Well, I might feel different come June when Matt Barnes walks the first two batters in the top of the ninth with the Sox winning by two runs. But the Sox seem to have enough adequate-to-good relief pitchers to cob a bullpen together, and probably can still sign the last decent reliever standing when the offseason game of musical chairs ends, or make a midseason trade if necessary. They have a heck of a team and manager. They’ll be OK.
Everybody breathe. They’re the best team of the new millennium.
•  Finally, what to make of the Patriots? Are they the team that pushed the Chargers all over the field and scored on five of six first-half red-zone possessions on Sunday? Or the group that lost in horrific fashion this season to Miami and Detroit?
The truth lies somewhere in between. They had a perfect matchup vs. the Chargers, a team that can’t cover running backs or play man-to-man defense on receivers, thus playing into the Patriots’ strengths. And the Patriots had two weeks to prepare and were playing at home.
This coming Sunday the Patriots will be on the road, where they are 3-5 this season. And the Chiefs, their foes, will have the extra day to rest and prepare. And although KC Coach Andy Reid is only 2-6 against Coach Bill Belichick, his offenses have three times racked up more than 40 points against the Patriots, and only once with probable NFL MVP Patrick Mahomes at quarterback. And the Chiefs crushed the Colts on Saturday to end their 25-year home playoff losing streak.

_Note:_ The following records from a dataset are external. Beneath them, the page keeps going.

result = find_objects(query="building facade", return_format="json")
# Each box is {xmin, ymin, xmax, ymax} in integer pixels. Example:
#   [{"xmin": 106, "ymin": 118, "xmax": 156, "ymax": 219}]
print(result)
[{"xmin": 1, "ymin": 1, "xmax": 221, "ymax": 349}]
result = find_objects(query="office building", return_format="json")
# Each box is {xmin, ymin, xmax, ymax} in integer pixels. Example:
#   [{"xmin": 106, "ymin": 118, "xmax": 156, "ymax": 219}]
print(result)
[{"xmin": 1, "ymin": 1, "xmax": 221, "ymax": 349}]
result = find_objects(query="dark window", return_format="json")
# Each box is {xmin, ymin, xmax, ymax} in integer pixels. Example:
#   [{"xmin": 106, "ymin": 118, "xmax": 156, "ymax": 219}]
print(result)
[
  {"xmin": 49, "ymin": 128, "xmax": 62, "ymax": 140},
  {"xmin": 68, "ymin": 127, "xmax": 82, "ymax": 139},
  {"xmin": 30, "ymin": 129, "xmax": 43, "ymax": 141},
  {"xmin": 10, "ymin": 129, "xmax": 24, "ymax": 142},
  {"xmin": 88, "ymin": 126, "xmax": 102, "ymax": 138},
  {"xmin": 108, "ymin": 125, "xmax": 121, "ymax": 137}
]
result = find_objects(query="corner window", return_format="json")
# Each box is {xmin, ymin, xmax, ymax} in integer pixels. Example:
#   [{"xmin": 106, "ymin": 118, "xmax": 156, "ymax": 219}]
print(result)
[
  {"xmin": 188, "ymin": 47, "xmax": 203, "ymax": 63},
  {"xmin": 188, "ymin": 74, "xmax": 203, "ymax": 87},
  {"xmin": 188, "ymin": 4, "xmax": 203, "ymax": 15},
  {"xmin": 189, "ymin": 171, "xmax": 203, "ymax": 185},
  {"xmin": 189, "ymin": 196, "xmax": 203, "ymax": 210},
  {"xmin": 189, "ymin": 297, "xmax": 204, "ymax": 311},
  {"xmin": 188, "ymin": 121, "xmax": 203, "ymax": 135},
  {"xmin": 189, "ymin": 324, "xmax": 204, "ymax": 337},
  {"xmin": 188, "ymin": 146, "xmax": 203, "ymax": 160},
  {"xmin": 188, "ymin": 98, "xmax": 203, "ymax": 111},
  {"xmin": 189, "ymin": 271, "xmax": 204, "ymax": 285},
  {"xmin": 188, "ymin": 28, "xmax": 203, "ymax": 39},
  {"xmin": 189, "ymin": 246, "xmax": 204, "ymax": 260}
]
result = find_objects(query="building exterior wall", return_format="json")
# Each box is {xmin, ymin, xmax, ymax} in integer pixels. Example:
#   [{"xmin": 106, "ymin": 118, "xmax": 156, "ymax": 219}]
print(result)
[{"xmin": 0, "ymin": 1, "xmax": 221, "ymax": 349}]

But the Patriots defeated the Chiefs this season, 43-40. And six of the eight times in the postseason during the Brady-Belichick era the Patriots have faced a team they defeated in the regular season, they did so again. And the Patriot defense has suddenly improved. In the three Patriot games before Sunday they allowed a total of 32 points, and in Sunday’s first half they surrendered just seven. And that guy Brady is still the New England QB.
I would describe the AFC championship game as a toss-up. And the winner will watch Drew Brees and the Saints hoist the trophy after the Super Bowl.